32002D0280

2002/280/EG: Beschikking van de Commissie van 15 april 2002 tot wijziging van Beschikking 98/320/EG betreffende het opzetten van een tijdelijk experiment inzake zaadbemonstering en -controle overeenkomstig de Richtlijnen 66/400/EEG, 66/401/EEG, 66/402/EEG en 69/208/EEG van de Raad (Voor de EER relevante tekst) (kennisgeving geschied onder nummer C(2002) 1404)

Publicatieblad Nr.
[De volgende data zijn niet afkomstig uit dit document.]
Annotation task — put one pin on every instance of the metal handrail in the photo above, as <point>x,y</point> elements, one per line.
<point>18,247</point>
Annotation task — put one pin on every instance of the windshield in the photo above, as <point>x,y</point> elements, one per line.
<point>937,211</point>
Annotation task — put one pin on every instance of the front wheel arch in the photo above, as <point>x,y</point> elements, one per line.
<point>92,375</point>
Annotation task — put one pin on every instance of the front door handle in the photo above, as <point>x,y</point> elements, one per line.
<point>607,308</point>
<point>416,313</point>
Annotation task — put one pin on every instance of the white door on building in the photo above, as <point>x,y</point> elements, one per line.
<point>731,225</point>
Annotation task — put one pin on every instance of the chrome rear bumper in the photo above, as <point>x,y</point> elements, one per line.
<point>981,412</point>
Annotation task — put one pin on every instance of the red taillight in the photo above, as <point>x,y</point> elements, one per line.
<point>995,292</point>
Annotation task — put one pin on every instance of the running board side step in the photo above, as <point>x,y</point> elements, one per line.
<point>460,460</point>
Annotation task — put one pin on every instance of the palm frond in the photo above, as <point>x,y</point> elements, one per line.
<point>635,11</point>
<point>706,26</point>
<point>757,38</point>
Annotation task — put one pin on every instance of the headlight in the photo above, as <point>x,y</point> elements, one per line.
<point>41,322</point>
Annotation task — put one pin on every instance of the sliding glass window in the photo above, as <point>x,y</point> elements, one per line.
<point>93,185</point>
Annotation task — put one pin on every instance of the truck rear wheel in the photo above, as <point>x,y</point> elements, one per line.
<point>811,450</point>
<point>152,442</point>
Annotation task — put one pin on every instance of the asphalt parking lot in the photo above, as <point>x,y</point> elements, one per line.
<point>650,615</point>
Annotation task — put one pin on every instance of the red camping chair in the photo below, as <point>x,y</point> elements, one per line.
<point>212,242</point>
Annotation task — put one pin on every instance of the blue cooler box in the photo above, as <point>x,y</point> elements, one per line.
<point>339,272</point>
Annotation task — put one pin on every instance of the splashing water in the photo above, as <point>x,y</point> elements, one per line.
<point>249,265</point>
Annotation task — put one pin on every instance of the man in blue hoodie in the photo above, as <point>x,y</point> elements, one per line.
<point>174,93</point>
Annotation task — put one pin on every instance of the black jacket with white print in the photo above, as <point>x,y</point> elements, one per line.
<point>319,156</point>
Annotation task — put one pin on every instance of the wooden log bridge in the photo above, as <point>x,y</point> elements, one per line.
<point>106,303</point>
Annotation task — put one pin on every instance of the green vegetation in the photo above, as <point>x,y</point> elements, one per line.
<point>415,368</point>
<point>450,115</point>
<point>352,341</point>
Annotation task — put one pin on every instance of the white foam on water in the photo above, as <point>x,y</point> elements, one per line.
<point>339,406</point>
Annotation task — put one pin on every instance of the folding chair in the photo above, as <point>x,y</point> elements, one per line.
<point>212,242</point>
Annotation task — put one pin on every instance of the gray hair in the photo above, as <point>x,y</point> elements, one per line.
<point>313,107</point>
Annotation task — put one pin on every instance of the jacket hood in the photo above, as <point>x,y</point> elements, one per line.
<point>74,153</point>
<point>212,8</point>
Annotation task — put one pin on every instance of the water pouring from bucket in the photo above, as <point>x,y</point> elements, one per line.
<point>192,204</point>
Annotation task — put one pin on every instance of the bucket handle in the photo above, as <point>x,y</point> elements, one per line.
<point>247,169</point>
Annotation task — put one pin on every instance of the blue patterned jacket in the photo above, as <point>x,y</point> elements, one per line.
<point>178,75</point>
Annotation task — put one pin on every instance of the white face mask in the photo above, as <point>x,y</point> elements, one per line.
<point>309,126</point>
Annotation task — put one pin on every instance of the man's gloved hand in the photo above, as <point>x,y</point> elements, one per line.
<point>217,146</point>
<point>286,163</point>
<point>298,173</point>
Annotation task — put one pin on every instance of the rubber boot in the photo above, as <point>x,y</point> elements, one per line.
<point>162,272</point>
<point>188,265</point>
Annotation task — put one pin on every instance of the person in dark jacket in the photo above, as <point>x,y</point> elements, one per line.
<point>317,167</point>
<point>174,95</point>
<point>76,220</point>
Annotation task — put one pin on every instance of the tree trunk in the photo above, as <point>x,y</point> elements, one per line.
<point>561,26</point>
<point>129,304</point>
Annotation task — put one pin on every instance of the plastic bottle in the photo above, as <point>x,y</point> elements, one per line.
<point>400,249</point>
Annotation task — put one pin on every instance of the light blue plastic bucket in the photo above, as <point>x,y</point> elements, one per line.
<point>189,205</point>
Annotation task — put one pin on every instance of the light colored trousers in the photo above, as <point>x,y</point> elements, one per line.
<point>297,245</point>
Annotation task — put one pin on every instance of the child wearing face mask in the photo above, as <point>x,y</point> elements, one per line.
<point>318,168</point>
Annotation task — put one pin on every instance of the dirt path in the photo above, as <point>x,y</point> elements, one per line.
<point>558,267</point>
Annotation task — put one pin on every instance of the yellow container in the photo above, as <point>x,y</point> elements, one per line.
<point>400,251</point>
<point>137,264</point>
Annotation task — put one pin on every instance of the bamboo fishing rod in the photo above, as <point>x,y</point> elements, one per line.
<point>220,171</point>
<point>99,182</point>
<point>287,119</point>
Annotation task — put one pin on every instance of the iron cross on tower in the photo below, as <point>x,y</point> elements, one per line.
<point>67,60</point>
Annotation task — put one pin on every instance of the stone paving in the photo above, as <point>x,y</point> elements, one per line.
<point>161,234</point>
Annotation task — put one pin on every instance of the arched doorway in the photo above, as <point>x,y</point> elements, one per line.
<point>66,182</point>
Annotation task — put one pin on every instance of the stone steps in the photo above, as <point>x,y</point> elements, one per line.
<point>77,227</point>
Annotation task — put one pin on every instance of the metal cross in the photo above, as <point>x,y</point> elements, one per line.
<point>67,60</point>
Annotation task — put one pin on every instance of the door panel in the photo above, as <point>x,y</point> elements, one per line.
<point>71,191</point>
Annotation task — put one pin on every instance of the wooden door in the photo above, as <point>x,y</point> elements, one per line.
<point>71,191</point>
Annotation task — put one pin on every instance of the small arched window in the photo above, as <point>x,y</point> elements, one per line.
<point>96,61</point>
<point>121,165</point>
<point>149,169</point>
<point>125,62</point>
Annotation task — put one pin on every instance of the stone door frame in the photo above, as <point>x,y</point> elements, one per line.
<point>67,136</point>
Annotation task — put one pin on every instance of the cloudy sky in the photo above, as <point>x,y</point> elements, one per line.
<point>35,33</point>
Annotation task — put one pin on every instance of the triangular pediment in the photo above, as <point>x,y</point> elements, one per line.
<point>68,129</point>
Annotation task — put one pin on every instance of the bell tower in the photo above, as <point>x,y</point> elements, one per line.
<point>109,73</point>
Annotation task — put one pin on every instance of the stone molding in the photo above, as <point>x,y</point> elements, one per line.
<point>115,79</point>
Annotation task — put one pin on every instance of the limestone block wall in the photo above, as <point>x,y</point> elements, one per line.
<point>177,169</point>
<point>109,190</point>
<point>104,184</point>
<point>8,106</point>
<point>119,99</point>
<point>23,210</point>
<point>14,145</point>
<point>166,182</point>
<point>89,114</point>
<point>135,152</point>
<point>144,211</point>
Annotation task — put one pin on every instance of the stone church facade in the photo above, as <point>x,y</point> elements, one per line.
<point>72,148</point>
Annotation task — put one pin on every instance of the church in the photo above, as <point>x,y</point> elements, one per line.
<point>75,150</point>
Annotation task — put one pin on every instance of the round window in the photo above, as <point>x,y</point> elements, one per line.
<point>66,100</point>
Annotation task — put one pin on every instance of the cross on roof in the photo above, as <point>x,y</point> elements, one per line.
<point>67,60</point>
L 099 van 16/04/2002 blz. 0022 - 0022


Beschikking van de Commissie

van 15 april 2002

tot wijziging van Beschikking 98/320/EG betreffende het opzetten van een tijdelijk experiment inzake zaadbemonstering en -controle overeenkomstig de Richtlijnen 66/400/EEG, 66/401/EEG, 66/402/EEG en 69/208/EEG van de Raad

(kennisgeving geschied onder nummer C(2002) 1404)

(Voor de EER relevante tekst)

(2002/280/EG)

DE COMMISSIE VAN DE EUROPESE GEMEENSCHAPPEN,

Gelet op het Verdrag tot oprichting van de Europese Gemeenschap,

Gelet op Richtlijn 66/400/EEG van de Raad van 14 juni 1966 betreffende het in de handel brengen van bietenzaad(1), laatstelijk gewijzigd bij Richtlijn 98/96/EG(2), en met name op artikel 13 bis,

Gelet op Richtlijn 66/401/EEG van de Raad van 14 juni 1966 betreffende het in de handel brengen van zaaizaad van groenvoedergewassen(3), laatstelijk gewijzigd bij Richtlijn 2001/64/EG(4), en met name op artikel 13 bis,

Gelet op Richtlijn 66/402/EEG van de Raad van 14 juni 1966 betreffende het in de handel brengen van zaaigranen(5), laatstelijk gewijzigd bij Richtlijn 2001/64/EG, en met name op artikel 13 bis,

Gelet op Richtlijn 69/208/EEG van de Raad van 30 juni 1969 betreffende het in de handel brengen van zaaizaad van oliehoudende planten en vezelgewassen(6), laatstelijk gewijzigd bij Richtlijn 98/96/EG, en met name op artikel 12 bis,

Overwegende hetgeen volgt:

(1) Beschikking 98/320/EG van de Commisie(7) voorziet in de organisatie op communautair niveau van een tijdelijk experiment dat erop gericht is na te kunnen gaan of bemonstering van zaad voor zaadcontrole, en zaadcontrole onder officieel toezicht betere alternatieven kunnen zijn dan de procedures voor de officiële zaadcertificering welke bij de Richtlijnen 66/400/EEG, 66/401/EEG, 66/402/EEG en 69/208/EEG zijn bepaald, zonder een significante achteruitgang van de zaadkwaliteit.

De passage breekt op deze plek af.